A few years ago, the U.S. Chamber of Commerce released two reports detailing enforcement and litigation abuses by the Department of Labor’s Office of Federal Contract Compliance Programs, or OFCCP. Instead of holding firms accountable when they engage in real discrimination against their employees, the agency has become a government arm for securing high-dollar settlements on dubious grounds.

Congress has not moved to rein in this abuse, though that may change if one of the few companies that are finally standing up to the agency prevails against its abuser.

Created by a Lyndon Johnson-era Executive Order 11246, OFCCP enforces the federal government’s affirmative action and anti-discrimination mandates on federal contractors. It typically does so through routine audits, which are often fishing expeditions. The behavior of its auditors has been widely criticized for decades. Complaints include allegations of arbitrary and abusive exercises of power, waste of resources, and intimidation. There’s no good excuse for this type of bullying by a government agency.

Because the agency has the power to debar contractors—meaning the government will no longer do business with them—companies fear retribution if they defend themselves. One recent exception is Google, which decided that supplying 740,000 pages of documents at the cost of 2,300 man-hours and about $500,000 ought to be enough for the agency to review the firm’s compensation practices. When OFCCP said it wasn’t and Google needed to send over the names of its employees, OFCCP sued. Google won a victory in which a Labor Department administrative law judge—with every incentive to defer to the government—found that OFCCP’s additional demands were “over-broad, intrusive on employee privacy, unduly burdensome, and insufficiently focused on obtaining the requested information.”

This private-sector vindication, however, is an exception to the rule. OFCCP recently extracted its largest ever settlements from Goldman Sachs and Dell Technologies—$10 and $7 million, respectively—and, shortly before that, got $4.2 million from Bank of America. But those numbers pale in comparison to the $400 million OFCCP alleges that Oracle Corp. owes to female, Asian, and African American employees. The only thing more astonishing than the amount of money sought is the flimsiness of the government’s case.

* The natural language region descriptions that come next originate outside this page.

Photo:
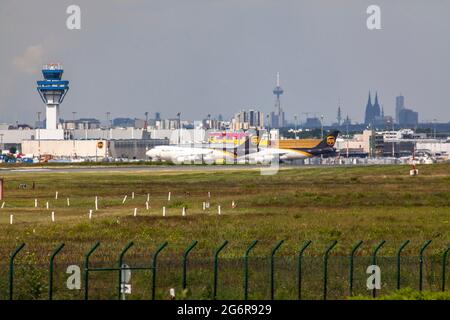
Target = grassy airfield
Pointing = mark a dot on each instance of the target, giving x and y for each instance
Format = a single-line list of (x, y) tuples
[(319, 204)]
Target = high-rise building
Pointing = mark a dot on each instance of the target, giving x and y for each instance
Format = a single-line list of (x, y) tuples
[(251, 119), (373, 115), (399, 105), (277, 118), (408, 117)]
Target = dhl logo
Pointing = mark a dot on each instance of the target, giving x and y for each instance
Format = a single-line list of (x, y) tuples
[(330, 141)]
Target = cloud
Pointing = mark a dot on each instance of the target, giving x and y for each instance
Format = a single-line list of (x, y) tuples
[(31, 60)]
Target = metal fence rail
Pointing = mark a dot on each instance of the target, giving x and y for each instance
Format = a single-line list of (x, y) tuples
[(290, 272)]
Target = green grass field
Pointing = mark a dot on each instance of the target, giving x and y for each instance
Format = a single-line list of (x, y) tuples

To prove its discrimination claim, OFCCP relies entirely on a statistical analysis that fails to reflect the labor market’s great complexity. For instance, the government uses crude controls for employee education and experience, both of which have a large impact on compensation. For education, OFCCP considers only an employee’s degree level but not whether the degree is actually relevant to the job performed. As for experience, it considers only the employee’s age and time at Oracle, omitting both length at the current position—which is where the most useful experience is gained—and the relevance of prior work. OFCCP, in other words, thinks that any employees of the same age and with the same tenure with their current employer possess the same experience.

OFCCP’s analysis also treats employees with the same job title as similarly situated, creating more grounds for discrimination claims. However, a software engineer working on databases does very different work than one who develops artificial intelligence. Yet if the worker in the higher-demand field, who can therefore demand higher pay, happens to be Caucasian or male, while the other is female or a minority, then the government concludes the pay disparity is due to discrimination by Oracle.

In short, the government fails to compare like employees to like, and it doesn’t control for perfectly innocent variables that explain pay differences.

Thankfully, Oracle is fighting back. Unfortunately, the ideas driving the social-engineering agenda are spreading. In 2018, California instituted quotas for the number of women on corporate boards. And Sen. Elizabeth Warren (D–Mass.) proposes even more interference from the federal government, such as banning contractors from asking about salary or criminal history and requiring significant reporting on employee pay, broken down along demographic lines. For companies that contract with the federal government and employ about a quarter of the American workforce, such invasive requirements carry a hefty compliance cost for government contractors and taxpayers.

Quite a lot is riding on whether Oracle can fend off the government goliath. Given the size of the case, a government victory will almost certainly embolden the social engineers even further.